8 thoughts on “Schools are closed so that teachers don’t die, but nobody is worried about folks under 70 in the D.C. epidemic?

  1. It is simple. The best propagandists are ones who believe what they are spreading. They may be wrong, but technically they are not lying as they believe in the spell. Much better for our lords than having skeptics teaching ‘teaching’ ‘real science’ to children. The princess ‘rona hoax(or overreaction if you must) is going to work the best on the folks whose job it is to believe and pass on ‘real science.’ Teachers are friendly fire causalities we can all laugh at.

  2. Looking at the CDC stats, it appears that about 8% of older working-age deaths involved Covid-19. Presumably some of those people had underlying conditions, may not have been able to work, might have died anyway, etc. There may be other cases in which Covid-19 was a factor, but went unreported. So it’s hard to interpret the statistics and there’s plenty of room to quibble. I am personally familiar with one case in Massachusetts of a 30-something male, small business owner, seemingly in vigorous good health, who caught Covid-19 and promptly died. I suspect many people tend to be heavily affected by whether (or not) they have personal knowledge of such cases, and less by abstract statistics. Everyone that I have met, who knows someone who died or became seriously ill with Covid-19, takes it very seriously and in a couple of cases I can think of, completely changed their tune when that happened.
    Any exceptions anyone is personally aware of?

    • This is called availability bias and should not be the basis of serious decision making, even less so policymaking.

      It’s widely accepted as a fallacy that leads to erroneous decisions with suboptimal results.

  3. Whatever eventually happens with all of the teacher’s unions and Departments of Education in America, there are going to be winners and losers in the broader economy.

    Keeping millions of school-age kids at home and out of the classroom has massively increased the demand for entertainment on TikTok and recently, Triller. So if you’re a property owner in the Hollywood Hills or Laurel Canyon, you can run a party house or a collab and make a lot of money providing content to Gen Z and whatever is after Gen Z, trapped at home in their hovels. [Note: Triller was started in 2015 as an alternative to TikTok and took off with more gusto this year: “On Aug. 15, the president’s social team began publishing videos under his name. When a rap contest called the #MAGAChallenge took off on Triller, President Trump tweeted that he would fly the winners of the contest to the White House. (Two Triller employees resigned from the company after the challenge went viral.) Donald Trump Jr. joined Triller in early September and posted an eight-minute monologue on how he believes TikTok is bad for America.”]

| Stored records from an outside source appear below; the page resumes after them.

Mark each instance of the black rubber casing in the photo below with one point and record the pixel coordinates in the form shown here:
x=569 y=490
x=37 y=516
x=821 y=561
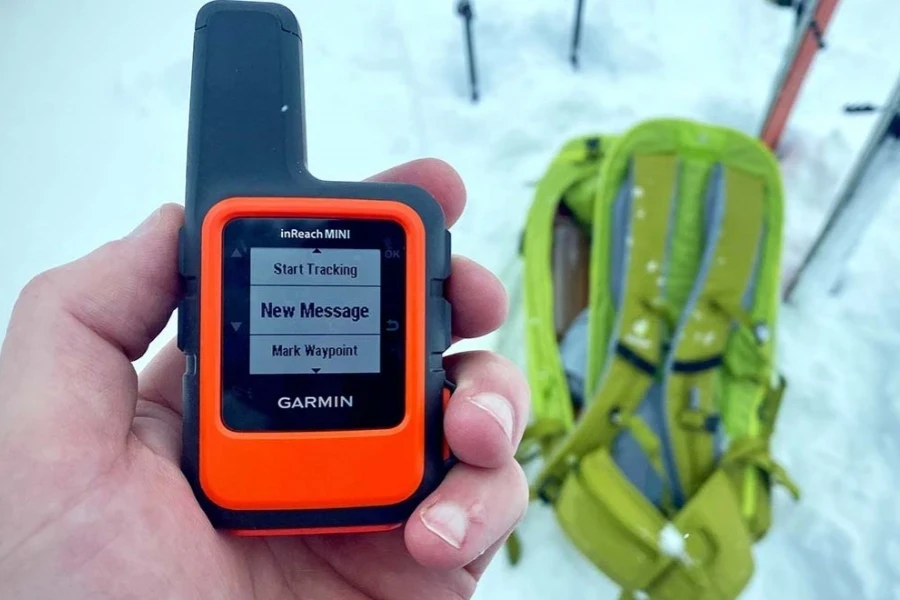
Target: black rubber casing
x=246 y=138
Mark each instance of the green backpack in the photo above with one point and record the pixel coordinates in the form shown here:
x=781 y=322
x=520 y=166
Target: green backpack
x=663 y=480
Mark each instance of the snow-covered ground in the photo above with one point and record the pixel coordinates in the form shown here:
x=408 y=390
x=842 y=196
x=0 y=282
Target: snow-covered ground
x=93 y=116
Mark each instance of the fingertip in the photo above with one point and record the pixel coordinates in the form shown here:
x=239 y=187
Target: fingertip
x=435 y=176
x=471 y=511
x=481 y=429
x=478 y=299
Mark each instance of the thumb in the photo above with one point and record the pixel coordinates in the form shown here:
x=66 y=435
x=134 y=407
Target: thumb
x=65 y=367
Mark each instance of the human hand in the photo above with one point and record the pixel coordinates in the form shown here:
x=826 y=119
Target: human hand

    Winners: people with insane party mansions in the greater Los Angeles area:

    https://www.bloomberg.com/news/articles/2020-10-09/inside-l-a-s-tiktok-party-house-real-estate-boom

    https://www.nytimes.com/2020/10/07/style/triller-app-tiktok.html?referringSource=articleShare

    Losers:

    Nobody wants to run a TikTok/Triller content/party house in Williamson, WV, even when one of their nurses speaks about COVID at the RNC:

    https://news.yahoo.com/nurse-spoke-rnc-arrested-shooting-124612077.html

    “President Trump recognized the threat this virus presented for all Americans early on, and made rapid policy changes,” Ford, referring to the expansion of telehealth services, said in her nearly three-minute speech. “As a health-care professional I can tell you without hesitation: Donald Trump’s quick action and leadership saved thousands of lives during COVID-19, and the benefits of that response extend far beyond coronavirus.”

    Winners Always Win. And the more kids stay home longer, the the more the winners will.